1498 - On his third voyage to the New World, Christopher Columbus "discovered" the island of Trinidad.

1703 - Daniel Defoe was placed in a pillory for the crime of seditious libel. He had ruthlessly satirised the High Church Tories in a pamphlet, but allegedly, instead of throwing rotten veg and fruit at him, the crowd threw flowers.

1741 – Charles Albert of Bavaria invaded Upper Austria and Bohemia.

1790 – The first U.S. patent was issued to inventor Samuel Hopkins for a potash process.
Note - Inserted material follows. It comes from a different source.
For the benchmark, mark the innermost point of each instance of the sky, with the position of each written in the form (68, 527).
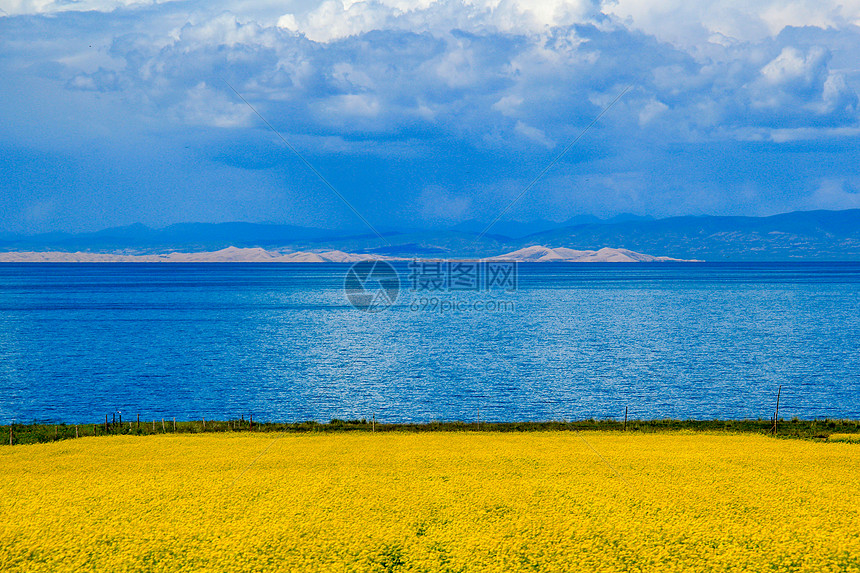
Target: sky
(423, 114)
1792 - Director David Rittenhouse laid the cornerstone in Philadelphia for the U.S. Mint, the first building of the federal government.

1895 – The Basque Nationalist Party (Euzko Alderdi Jeltzalea-Partido Nacionalista Vasco) was founded by Basque nationalist leader Sabino Arana.
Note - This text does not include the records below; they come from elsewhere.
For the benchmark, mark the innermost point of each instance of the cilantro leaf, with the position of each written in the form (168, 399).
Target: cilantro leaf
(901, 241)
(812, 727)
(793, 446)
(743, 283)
1913 – The Balkan States signed an armistice at Bucharest.

1919 – The German national assembly adopted the Weimar constitution.

1938 – Bulgaria signed a non-aggression pact with Greece and other states of Balkan Antanti (Turkey, Romania, Yugoslavia).

1941 – Under instructions from Adolf Hitler, Nazi official Hermann Göring, ordered SS General Reinhard Heydrich to "submit to me as soon as possible a general plan of the administrative material and financial measures necessary for carrying out the desired final solution of the Jewish question."

1948 – At Idlewild Field in New York, New York International Airport (later renamed John F. Kennedy International Airport) was dedicated.

1962 - Former British fascist leader Sir Oswald Mosley was assaulted at a rally in London's east end

1970 – The last officially sanctioned rum ration was handed out in the Royal Navy.

1972 – Three car bombs were detonated in Claudy, Northern Ireland, killing nine people in what was believed to be an IRA attack.

1998 - The British Government announced a total ban on landmines, a month before the first anniversary of the death of Princess Diana.

2007 – The British Army in Northern Ireland withdrew, and the longest-running British Army operation ever, came to an end.